有名人の身内で、自分が主演というほどではない人としては、アフレックとカーンが今回も出ています。有名人の身内というのはなかなか苦労の多い地位ですが、マイ・ペースでやっているうちに認められるという道もあるので、長期的に見ましょう。そう言えばトラボルタの姉か妹も出ています。

後記: アフレックは最近兄弟でゆっくりと地味にブレークし始めています。弟にかなりいい役をふって、兄が監督という作品や、弟1人で重要な賞にノミネートされるようになっています。(2010年)

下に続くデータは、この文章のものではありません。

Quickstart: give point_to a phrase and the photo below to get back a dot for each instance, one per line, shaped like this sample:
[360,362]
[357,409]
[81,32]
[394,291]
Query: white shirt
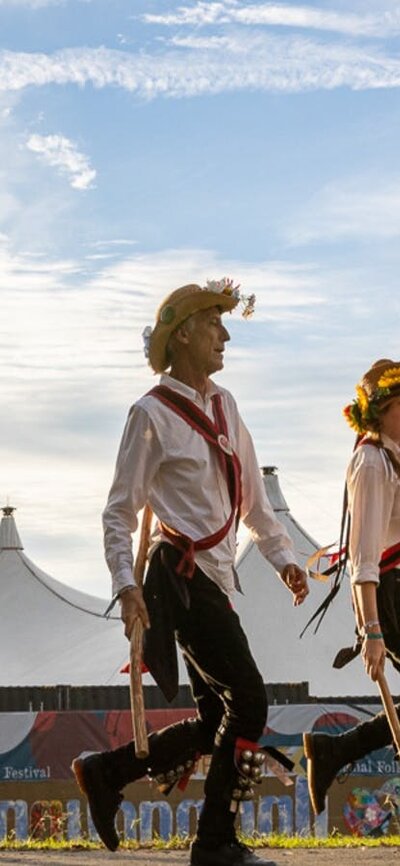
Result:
[374,502]
[163,461]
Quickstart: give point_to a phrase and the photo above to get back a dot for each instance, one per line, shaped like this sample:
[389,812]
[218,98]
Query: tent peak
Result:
[9,537]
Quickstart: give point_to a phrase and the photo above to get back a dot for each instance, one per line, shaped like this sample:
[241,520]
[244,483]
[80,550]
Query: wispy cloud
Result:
[267,63]
[63,154]
[279,15]
[361,208]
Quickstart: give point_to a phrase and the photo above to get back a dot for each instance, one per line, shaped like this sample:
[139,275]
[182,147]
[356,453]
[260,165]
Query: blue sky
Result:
[151,143]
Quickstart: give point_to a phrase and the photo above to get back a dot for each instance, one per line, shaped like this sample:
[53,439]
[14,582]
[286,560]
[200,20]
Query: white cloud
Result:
[267,63]
[60,152]
[72,362]
[358,208]
[280,14]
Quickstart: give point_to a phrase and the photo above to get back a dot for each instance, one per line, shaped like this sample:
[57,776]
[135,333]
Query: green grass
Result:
[275,840]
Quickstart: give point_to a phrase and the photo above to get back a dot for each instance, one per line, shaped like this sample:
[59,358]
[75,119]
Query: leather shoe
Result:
[104,801]
[230,854]
[324,760]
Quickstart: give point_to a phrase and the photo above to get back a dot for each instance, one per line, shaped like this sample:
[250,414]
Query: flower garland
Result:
[363,411]
[223,286]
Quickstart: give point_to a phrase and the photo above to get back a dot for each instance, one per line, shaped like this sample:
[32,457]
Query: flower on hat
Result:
[223,286]
[146,334]
[226,287]
[363,412]
[389,378]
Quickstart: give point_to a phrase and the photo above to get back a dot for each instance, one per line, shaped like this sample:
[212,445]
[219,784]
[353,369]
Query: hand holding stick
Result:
[136,686]
[390,710]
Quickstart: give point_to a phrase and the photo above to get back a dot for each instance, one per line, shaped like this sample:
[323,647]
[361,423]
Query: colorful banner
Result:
[39,797]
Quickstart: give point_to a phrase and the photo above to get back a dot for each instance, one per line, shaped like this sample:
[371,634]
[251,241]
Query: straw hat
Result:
[178,306]
[376,389]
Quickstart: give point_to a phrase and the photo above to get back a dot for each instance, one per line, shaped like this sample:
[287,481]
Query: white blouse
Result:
[164,461]
[374,502]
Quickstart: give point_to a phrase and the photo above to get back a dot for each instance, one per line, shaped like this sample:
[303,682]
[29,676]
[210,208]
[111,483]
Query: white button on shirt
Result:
[374,501]
[163,461]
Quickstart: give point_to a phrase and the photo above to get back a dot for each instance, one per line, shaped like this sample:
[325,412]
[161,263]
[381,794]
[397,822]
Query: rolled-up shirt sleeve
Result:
[370,502]
[138,460]
[271,537]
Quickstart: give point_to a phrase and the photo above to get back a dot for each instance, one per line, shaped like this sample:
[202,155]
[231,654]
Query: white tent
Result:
[273,625]
[50,633]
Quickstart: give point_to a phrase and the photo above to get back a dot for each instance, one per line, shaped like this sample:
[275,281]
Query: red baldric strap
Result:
[391,556]
[216,435]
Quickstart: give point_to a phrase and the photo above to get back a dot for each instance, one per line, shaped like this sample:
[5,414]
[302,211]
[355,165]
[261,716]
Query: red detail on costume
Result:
[243,744]
[230,466]
[390,558]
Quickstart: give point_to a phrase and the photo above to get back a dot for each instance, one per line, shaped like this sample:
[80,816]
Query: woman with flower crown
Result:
[186,452]
[373,551]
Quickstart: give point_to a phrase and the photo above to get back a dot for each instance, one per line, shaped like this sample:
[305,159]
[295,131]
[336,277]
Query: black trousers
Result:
[227,688]
[388,600]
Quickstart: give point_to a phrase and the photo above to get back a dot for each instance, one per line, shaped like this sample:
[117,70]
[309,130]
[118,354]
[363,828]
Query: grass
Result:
[176,843]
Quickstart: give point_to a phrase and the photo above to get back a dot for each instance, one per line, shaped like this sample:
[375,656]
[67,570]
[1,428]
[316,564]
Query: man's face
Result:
[206,338]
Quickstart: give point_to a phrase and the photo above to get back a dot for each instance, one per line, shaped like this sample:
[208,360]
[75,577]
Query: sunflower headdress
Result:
[377,387]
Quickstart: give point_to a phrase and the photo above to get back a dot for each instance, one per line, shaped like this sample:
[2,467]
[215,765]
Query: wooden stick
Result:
[136,685]
[386,697]
[390,710]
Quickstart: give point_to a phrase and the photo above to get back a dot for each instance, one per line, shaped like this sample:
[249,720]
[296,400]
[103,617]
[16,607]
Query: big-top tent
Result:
[51,634]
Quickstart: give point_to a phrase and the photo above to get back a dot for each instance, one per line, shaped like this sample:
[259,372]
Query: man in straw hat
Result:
[373,547]
[186,452]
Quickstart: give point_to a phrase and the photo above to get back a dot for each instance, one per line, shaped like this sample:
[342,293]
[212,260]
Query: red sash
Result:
[216,435]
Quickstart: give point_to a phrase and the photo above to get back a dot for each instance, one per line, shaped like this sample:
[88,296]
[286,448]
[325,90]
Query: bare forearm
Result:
[366,607]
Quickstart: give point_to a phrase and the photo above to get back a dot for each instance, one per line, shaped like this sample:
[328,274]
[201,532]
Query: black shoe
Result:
[104,801]
[323,765]
[230,854]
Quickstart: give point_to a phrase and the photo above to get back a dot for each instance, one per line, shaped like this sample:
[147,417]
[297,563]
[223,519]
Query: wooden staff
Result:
[136,685]
[386,697]
[390,710]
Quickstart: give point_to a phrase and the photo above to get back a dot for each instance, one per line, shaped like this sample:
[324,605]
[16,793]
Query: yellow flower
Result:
[390,378]
[362,400]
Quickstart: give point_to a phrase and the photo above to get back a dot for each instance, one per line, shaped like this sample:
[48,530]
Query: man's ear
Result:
[181,334]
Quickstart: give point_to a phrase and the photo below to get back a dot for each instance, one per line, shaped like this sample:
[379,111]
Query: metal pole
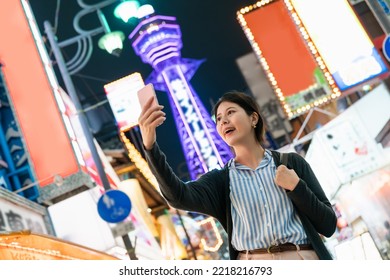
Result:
[187,235]
[73,95]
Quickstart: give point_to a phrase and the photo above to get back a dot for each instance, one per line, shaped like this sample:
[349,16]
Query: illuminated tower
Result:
[157,40]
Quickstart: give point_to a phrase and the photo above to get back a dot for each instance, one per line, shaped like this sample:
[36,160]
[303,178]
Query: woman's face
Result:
[233,123]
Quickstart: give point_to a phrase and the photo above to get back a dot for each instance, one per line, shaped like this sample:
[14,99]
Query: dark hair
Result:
[249,104]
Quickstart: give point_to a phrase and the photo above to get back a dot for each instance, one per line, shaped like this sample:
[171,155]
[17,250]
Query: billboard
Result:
[310,52]
[342,42]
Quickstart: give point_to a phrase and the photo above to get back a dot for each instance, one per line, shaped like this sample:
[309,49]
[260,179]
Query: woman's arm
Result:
[310,199]
[204,195]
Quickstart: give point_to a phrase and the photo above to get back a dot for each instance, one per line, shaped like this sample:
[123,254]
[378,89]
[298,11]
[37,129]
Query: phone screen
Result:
[145,93]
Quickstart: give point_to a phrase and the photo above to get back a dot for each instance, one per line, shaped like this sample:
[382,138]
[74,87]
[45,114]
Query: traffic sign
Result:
[114,206]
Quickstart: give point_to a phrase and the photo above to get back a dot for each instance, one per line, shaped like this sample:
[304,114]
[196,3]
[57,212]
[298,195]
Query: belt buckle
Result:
[272,247]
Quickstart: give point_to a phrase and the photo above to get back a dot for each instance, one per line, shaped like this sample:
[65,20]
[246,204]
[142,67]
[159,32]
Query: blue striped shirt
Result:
[262,213]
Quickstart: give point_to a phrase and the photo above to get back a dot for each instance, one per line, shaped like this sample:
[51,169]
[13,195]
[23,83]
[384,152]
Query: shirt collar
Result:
[267,159]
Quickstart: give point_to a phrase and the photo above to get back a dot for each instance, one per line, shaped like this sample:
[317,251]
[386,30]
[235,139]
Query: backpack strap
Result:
[284,158]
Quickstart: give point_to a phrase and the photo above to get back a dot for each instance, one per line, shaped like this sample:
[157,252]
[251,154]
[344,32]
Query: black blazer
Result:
[209,195]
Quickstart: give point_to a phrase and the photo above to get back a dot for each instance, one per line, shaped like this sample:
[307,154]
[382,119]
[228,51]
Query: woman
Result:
[268,210]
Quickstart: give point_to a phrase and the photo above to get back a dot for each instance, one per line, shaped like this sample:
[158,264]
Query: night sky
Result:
[209,29]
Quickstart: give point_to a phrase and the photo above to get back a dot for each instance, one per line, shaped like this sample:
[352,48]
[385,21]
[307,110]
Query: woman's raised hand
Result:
[151,116]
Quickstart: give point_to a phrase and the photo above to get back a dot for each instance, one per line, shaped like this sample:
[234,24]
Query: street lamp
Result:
[83,54]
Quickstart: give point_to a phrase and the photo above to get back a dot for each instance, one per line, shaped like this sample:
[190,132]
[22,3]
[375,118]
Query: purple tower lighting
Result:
[157,40]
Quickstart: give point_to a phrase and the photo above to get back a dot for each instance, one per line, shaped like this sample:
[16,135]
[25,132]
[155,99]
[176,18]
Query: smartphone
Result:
[145,93]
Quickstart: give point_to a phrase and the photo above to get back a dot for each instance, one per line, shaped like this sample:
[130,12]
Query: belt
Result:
[280,248]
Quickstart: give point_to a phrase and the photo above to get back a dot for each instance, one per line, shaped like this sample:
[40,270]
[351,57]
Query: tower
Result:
[157,40]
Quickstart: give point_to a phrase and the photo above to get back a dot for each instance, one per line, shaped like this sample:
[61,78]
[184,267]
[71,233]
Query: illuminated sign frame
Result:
[289,110]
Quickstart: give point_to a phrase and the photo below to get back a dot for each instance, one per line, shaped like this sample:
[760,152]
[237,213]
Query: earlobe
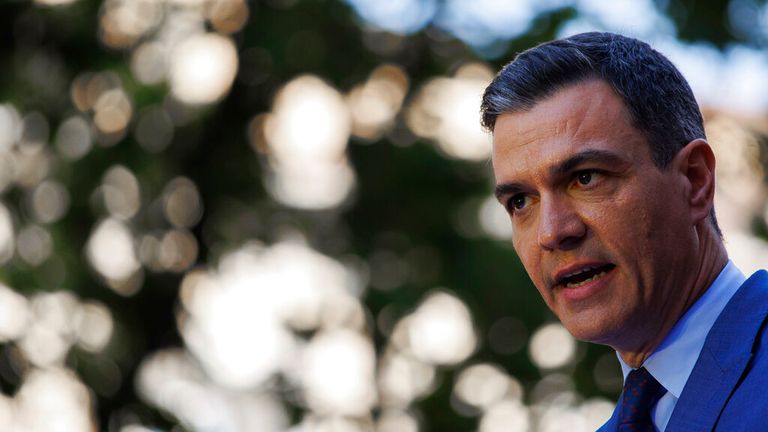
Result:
[696,162]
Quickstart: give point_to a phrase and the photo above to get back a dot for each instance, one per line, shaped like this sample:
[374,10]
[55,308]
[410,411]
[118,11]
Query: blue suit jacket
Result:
[728,388]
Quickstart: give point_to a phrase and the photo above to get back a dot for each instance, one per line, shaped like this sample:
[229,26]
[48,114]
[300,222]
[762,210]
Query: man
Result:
[600,159]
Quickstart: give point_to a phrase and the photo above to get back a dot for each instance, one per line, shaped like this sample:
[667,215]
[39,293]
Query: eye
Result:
[518,201]
[584,177]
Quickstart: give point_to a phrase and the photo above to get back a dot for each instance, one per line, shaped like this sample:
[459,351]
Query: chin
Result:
[592,331]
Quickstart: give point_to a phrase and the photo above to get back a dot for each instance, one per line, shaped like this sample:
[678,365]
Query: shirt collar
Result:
[673,360]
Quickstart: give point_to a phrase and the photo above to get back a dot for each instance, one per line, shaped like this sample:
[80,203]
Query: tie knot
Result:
[641,392]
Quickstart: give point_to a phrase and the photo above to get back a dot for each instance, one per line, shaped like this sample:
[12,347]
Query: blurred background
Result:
[220,215]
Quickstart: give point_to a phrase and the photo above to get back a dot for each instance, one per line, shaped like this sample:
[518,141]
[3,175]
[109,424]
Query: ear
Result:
[696,163]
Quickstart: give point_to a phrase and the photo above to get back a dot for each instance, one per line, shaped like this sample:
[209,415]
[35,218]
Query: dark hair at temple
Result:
[658,98]
[659,101]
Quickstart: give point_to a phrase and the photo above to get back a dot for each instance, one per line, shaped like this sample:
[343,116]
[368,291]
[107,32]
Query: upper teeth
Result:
[580,271]
[595,276]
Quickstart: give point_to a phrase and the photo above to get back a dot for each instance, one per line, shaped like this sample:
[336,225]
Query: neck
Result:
[711,259]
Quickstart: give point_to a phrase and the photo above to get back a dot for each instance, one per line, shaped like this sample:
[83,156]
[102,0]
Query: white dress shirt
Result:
[673,361]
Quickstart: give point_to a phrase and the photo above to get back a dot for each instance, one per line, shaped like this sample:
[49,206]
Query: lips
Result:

有名人の身内という意味ではカール・ライナーも仲間に入りますが、自分が有名で、後から息子がついて来たケース。俳優もやりますが、50年代から脚本、監督、プロデュースにも関わっている大ベテランです。

その他にもエリオット・グールドなどという懐かしい人もティームの一員。青年、中年、そしてもう引退してもいいぐらいの年の人の組み合わせでできた一味です。

対するは俳優として大ベテランのアル・パシーノとエレン・バーキン。クルーニー一味の誰かが「自分たちはパシーノの演技に学ぶ所が多かった。逆に僕ら全員でパシーノの演技レベルを落とした」などと意味の分かりにくい発言をしていました。先にその話を聞いてから映画館に行ったのですが、意味が分かりました。パシーノは演技らしい演技をしていませんでした。なぜ彼を引っ張り出したのかは分かりませんが、ゴッド・ファーザー人脈の俳優が数人出ているためかも知れません。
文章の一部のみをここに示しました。